恋に落ちる時

お土産を選んでいる間に辺りは暗くなり始めていた。

予約の時間も迫っていた為、僕と奏さんはレストランに向かう事にした。

奏さんと手を繋いで駅前まで戻ると予約したレストランに向かった。


店に入ると予約をしていたので、すぐ席に案内された。

白い壁に椅子やテーブルもシンプルで店内はとても落ち着いた雰囲気だった。


「ここはピザとパスタと両方美味しそうだからシェアしない?」


僕は頷くと、奏さんとメニュー表を見てマルゲリータと蟹のトマトクリームスパゲッティに決めて注文をした。


注文を済ませると、奏さんが口を開いた。


「このお店、落ち着いていて、とても雰囲気が良いよね。透君、予約をしてくれてありがとう」


「僕は予約をしただけですから。このお店を選んだのは奏さんなので、感謝をするのは僕の方ですよ」


「このお店を教えてくれたのは友達だから、それなら私は友達に感謝をしなくちゃだね」


そう言うと奏さんはニコリと笑った。

そうな話をしていると注文していたマルゲリータと蟹のトマトクリームパスタが運ばれて来た。

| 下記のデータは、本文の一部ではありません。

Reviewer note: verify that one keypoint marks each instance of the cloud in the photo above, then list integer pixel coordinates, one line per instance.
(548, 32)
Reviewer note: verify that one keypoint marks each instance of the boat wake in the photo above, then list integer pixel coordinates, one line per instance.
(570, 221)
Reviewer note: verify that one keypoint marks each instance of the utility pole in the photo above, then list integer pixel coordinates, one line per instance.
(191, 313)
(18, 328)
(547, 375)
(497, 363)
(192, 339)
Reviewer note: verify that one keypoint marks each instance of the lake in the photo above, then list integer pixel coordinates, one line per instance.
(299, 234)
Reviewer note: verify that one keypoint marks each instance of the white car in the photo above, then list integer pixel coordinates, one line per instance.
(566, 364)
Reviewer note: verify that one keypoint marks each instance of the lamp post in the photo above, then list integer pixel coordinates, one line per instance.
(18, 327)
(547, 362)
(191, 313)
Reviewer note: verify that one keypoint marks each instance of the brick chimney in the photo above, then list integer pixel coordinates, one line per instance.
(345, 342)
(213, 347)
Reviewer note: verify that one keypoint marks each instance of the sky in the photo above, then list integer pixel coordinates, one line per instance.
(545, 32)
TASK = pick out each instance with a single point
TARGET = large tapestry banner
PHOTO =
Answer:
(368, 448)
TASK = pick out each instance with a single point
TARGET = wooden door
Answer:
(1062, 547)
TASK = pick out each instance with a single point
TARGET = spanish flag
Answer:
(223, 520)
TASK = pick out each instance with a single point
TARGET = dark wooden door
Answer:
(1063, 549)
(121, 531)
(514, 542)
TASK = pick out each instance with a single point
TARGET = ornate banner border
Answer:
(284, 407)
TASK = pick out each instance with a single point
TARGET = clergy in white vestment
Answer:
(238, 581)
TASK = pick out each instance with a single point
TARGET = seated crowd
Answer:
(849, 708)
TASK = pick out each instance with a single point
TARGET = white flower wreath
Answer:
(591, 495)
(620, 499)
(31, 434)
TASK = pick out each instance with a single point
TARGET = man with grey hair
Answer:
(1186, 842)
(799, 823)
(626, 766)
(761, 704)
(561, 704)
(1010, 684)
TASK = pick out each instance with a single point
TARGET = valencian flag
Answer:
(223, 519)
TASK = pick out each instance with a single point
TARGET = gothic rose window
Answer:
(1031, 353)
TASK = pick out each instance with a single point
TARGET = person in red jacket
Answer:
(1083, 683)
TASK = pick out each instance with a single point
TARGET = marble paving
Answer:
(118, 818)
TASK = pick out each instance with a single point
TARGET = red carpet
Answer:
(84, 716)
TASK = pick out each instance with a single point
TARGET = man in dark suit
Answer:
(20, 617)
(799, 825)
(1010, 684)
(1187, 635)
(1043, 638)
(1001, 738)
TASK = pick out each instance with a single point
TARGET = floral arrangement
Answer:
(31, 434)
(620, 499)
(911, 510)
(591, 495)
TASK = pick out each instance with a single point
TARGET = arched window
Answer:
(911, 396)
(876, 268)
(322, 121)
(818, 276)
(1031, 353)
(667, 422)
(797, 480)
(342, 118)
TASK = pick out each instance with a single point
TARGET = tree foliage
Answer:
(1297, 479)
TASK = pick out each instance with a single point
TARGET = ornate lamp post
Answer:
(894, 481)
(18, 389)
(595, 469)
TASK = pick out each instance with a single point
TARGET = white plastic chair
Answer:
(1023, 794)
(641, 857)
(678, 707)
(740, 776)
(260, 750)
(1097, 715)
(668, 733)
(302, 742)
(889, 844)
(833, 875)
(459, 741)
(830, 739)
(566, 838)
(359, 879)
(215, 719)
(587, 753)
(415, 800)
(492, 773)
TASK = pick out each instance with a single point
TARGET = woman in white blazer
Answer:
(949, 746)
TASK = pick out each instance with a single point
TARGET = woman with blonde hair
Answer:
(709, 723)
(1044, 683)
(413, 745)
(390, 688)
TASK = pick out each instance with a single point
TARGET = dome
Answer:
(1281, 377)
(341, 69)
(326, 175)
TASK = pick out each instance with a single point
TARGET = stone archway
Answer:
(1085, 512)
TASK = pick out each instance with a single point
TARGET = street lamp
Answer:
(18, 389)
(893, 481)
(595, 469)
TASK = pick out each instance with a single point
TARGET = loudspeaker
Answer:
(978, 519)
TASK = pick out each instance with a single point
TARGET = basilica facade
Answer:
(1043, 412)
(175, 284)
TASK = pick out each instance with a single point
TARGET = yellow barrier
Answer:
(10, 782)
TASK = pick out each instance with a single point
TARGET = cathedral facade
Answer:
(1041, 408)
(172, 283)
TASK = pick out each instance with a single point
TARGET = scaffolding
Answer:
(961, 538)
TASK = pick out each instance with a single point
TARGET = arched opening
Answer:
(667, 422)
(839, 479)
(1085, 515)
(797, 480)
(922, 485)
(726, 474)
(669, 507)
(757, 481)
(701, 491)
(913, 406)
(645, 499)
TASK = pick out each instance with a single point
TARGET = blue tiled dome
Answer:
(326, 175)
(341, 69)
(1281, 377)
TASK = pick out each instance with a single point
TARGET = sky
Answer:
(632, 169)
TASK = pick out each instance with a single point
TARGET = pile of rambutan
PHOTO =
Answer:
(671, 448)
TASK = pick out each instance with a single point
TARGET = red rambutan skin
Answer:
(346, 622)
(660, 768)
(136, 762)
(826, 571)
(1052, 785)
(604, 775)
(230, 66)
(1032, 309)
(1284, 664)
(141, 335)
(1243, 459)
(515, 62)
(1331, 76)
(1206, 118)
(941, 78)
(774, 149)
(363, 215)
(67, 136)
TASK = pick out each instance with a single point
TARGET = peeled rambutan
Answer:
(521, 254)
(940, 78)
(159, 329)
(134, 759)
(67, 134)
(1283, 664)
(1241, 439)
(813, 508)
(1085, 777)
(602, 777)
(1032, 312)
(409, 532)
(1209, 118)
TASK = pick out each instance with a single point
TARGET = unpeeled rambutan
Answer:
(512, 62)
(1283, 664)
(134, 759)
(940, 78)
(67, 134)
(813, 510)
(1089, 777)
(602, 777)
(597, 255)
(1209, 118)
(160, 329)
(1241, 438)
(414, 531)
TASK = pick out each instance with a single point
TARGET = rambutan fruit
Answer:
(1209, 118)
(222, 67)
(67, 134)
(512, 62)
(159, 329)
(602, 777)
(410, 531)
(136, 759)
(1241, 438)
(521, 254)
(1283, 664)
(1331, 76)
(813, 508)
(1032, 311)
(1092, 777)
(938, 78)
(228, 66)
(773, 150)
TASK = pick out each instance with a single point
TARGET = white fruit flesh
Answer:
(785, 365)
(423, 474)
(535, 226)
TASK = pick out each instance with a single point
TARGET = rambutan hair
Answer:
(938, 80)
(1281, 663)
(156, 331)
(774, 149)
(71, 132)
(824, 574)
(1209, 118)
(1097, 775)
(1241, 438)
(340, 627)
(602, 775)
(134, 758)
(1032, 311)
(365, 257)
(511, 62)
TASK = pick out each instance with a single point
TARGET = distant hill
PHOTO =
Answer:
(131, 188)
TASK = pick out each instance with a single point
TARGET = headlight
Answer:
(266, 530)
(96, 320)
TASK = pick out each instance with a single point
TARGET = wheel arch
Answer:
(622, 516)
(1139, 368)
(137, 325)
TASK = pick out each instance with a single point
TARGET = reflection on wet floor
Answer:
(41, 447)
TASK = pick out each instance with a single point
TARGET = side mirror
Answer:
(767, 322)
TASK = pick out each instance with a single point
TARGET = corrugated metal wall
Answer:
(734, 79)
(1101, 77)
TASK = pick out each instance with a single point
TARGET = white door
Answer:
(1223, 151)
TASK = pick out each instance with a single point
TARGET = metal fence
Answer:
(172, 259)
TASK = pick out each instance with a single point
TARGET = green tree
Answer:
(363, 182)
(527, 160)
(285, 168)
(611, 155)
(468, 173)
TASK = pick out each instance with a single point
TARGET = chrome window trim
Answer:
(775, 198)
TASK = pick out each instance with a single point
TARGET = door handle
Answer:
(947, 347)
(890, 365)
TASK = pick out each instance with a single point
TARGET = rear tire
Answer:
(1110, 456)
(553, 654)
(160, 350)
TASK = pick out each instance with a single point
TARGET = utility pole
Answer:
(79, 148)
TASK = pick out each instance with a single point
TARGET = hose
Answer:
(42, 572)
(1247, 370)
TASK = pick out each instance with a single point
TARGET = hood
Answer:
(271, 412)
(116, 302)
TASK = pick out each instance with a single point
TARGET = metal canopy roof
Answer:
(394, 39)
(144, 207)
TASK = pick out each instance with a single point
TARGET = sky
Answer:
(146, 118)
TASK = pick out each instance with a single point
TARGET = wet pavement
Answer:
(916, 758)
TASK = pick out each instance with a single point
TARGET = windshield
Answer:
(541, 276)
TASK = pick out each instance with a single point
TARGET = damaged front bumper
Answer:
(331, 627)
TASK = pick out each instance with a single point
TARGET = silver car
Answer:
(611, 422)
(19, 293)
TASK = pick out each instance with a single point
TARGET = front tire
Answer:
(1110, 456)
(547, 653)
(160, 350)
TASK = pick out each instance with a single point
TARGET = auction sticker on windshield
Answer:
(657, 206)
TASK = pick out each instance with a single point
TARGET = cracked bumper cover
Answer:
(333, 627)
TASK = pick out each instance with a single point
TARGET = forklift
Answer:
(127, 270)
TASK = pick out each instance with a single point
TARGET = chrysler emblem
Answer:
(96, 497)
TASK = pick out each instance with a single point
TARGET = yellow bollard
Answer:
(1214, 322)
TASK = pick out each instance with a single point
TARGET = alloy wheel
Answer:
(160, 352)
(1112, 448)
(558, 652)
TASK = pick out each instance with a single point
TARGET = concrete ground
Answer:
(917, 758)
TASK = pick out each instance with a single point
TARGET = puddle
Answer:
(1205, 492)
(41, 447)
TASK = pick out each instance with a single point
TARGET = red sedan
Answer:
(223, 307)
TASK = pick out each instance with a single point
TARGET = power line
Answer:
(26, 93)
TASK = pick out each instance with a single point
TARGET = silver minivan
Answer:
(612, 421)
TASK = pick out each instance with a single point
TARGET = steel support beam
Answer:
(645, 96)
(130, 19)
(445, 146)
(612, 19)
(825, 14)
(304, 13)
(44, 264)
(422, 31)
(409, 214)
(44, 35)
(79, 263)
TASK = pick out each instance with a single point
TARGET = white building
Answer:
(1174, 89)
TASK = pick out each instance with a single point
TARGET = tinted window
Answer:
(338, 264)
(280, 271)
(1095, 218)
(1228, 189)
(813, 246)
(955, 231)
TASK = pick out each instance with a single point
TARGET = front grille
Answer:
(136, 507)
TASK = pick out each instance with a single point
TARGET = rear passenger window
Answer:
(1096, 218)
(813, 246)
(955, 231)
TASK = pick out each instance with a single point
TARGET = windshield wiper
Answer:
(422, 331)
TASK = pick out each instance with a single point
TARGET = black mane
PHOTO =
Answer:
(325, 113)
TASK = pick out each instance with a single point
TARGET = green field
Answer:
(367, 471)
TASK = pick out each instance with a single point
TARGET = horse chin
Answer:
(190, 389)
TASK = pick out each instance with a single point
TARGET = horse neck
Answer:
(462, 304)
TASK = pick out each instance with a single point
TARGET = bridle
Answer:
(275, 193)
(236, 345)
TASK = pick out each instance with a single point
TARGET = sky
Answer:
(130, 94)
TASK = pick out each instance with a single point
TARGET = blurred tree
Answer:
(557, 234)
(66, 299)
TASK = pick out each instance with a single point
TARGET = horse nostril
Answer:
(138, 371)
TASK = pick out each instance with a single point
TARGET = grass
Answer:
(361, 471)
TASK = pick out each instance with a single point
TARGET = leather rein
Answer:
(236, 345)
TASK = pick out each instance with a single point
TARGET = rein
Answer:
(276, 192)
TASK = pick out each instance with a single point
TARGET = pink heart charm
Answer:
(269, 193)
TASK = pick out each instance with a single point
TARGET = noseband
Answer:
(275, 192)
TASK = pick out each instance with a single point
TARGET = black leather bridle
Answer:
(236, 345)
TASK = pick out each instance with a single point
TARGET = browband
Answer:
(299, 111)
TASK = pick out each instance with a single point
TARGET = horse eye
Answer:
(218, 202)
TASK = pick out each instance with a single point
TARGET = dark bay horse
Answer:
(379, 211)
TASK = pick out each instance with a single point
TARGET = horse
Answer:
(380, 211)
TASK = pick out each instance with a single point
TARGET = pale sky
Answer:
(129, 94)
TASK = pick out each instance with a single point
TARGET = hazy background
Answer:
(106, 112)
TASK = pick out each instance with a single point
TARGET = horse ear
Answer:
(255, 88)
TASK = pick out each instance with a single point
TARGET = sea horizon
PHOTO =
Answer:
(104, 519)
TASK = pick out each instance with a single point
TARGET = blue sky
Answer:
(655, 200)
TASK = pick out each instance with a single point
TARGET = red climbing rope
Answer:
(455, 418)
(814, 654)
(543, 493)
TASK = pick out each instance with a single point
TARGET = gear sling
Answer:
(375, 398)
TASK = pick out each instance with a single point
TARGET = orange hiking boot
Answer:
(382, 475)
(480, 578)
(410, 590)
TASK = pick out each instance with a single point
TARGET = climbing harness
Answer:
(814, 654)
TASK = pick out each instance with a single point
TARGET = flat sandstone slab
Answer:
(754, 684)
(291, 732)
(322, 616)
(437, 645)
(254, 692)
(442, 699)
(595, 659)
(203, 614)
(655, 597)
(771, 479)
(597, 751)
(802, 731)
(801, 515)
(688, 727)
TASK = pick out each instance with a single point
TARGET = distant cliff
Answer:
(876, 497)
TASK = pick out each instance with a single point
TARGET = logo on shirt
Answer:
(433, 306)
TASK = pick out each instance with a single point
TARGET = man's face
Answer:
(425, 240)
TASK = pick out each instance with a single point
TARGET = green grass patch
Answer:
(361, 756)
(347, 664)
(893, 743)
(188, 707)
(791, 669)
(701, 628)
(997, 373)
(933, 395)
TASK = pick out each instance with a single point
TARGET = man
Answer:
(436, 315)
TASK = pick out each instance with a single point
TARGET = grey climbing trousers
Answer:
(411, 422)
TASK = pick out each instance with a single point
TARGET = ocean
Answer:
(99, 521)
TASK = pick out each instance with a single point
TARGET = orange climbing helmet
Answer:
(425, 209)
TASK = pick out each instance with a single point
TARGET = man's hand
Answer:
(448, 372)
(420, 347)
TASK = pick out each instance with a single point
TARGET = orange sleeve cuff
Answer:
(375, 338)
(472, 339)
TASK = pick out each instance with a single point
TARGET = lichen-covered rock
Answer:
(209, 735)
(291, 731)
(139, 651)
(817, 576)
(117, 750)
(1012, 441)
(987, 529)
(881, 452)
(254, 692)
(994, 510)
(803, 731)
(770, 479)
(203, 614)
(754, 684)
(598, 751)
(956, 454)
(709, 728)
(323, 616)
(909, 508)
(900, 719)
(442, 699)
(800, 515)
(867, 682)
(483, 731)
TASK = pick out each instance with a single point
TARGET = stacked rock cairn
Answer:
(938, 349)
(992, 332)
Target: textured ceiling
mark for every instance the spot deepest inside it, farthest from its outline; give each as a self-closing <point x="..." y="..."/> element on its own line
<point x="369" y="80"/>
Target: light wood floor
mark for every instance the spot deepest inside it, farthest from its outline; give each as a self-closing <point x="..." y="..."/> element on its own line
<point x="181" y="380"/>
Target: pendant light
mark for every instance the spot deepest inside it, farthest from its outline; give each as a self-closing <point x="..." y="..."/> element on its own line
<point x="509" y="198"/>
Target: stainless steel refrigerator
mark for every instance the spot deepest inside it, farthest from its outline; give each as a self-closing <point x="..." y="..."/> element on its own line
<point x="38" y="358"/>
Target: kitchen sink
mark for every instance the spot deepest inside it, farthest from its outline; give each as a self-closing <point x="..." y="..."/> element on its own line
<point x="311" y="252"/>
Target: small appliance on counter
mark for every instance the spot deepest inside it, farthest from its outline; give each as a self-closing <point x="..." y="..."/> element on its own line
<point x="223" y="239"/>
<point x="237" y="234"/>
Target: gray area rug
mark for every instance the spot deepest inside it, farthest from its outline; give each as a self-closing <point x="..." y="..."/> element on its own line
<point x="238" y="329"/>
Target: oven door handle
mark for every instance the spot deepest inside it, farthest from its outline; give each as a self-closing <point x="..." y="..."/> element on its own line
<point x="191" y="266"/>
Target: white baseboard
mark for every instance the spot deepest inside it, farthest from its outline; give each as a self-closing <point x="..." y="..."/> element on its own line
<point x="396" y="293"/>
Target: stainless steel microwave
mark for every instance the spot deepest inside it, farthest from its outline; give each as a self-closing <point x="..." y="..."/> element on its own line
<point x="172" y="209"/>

「美味しそう」と笑顔を見せる奏さんと手を合わせ、「いただきます」と言って、食事を始めた。


「奏さん、ピザとパスタ、どちらから食べますか?」


僕の質問に奏さんは腕を組んで考えると、「パスタから食べようかな」と答えた。


その言葉を聞いて、僕はパスタを小皿に取り分けると、「どうぞ」と言って奏さんの目の前に置いた。


「ありがとう、透君。気が利くね」


「こういった時は年下の僕が積極的に動かないといけないと思っただけですよ」


「今はデートだから、そんな事を気にしなくて良いのに」


「……そうしたらエスコートの一環です」


僕の言葉を聞いた奏さんは微笑んで頷いた。


「うん、それなら良し!」


僕は自分の分のパスタも取り分け一口食べた。


「美味しいですね」


その声に奏さんが頷く。


「うん、ピザも美味しいよ」


そうして楽しく食事を終えたのだった。


食事を終えて、僕と奏さんは近くの公園のベンチで休憩をしていた。


「透君、今日はありがとう! プレゼントもくれて、嬉しかったよ」


奏さんはそう言ってパンダのぬいぐるみを抱き締めた。


「僕の方こそとても楽しかったです」


そこまで言って、「また、どこかへ行きましょう」と誘って良いのか、とても迷った。

軽い気持ちで誘っても良いのかもしれない。

しかし、今の僕からすると、次の約束をするという事は奏さんとの関係を一歩進める事になるのではないかと感じていた。

それが今なのか、それともまだなのか、僕には判断しかねていた。


黙り込んだ僕を見て奏さんが口を開いた。


「透君、次はどこへいこうか?」


奏さんはすごい、と思った。

僕が言えなかった言葉を簡単に言葉にする。

もしかしたら深く考えていなかったのかもしれない。

しかし、奏さんから言ってくれた事が情けないけど、僕はとても嬉しかった。

その時、奏さんの事が無性に愛おしくなって抱き締めたいと急に思った。

僕は慌てて首を振ってその気持ちを追い払ったが、何かストンと腑に落ちた気がした。


「また後で考えましょうか」


僕はそう言って奏さんの顔を見た。


僕は奏さんが好きなんだ。

今、僕は恋に落ちたんだ、そう思った。